"Mr. Johnson, I think you need to talk to your class about pencil bullying," a district office representative explains to me.
"Can you elaborate on this?"
"Well, there was an incident where a student pinned up a note on the wall of another students' home."
"Was the wall private or public?"
"It was private, I suppose. But the point is that it was a clear act of pencil bullying."
"So, what would you like me to do about it?" I ask.
"Talk to your class about the severity of pencil bullying. Let them know that this type of behavior will not be tolerated."
Zero tolerance. Bad behavior.
We're missing the point. Our lack of tolerance and militaristic mindset is part of what causes bullying. When we fail to create a safe space for children, bullying increases. Furthermore, our obsession with behavior rather than the human condition only enhances the problem, because it fails to question why students choose to bully other students.
Is it the social capital they gain? Is it their own insecurity? Is it what they have seen modeled for them? Is it the result of being bullied?
I don't have the answers to any of those questions. However, I do know one thing: bullying is not a result of pencils. Yes, a public note can amplify the bullying. Yet, information spread verbally is just as devastating. A rumor can move just as quickly as a pencil-based message. However, it doesn't have a paper trail, making it stickier and more organic.
What if pencils do not change bullying so much as help us see that it is a part of the reality of childhood? What if the paper trail is now the collective voice of all the students who live in fear on a daily basis? Is it possible that bullying is not a new trend so much as it is a part of our public memory that we have deliberately forgotten in order to perpetuate a myth of the innocence of childhood? What if the deeper reality is that humankind can be dark, even at an early age?
Perhaps the answer isn't a classroom chat about pencil etiquette.

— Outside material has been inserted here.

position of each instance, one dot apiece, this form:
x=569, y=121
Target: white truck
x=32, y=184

Instead, the answer might be that we truly ask what it means to be human and what it means to love one another in the context of community. Instead of obsessing over pen pal networks and sharpened pencils, we might want to think about the nature of humanity and the darkness that we all share.
As I leave his office, he hands me a stack of fliers and a curriculum for pencil bullying entitled "Let's Erase Bullying." It has a smiling pencil giving a thumbs up. I'm doubtful that peppy propaganda will change things. I'm skeptical that Zero Tolerance will fix it as well. In fact, I don't have the answers on how to fix it at all, but I suspect it might be more simple and more complex than we imagine. It might just be that the only solution to "pencil bullying" is love.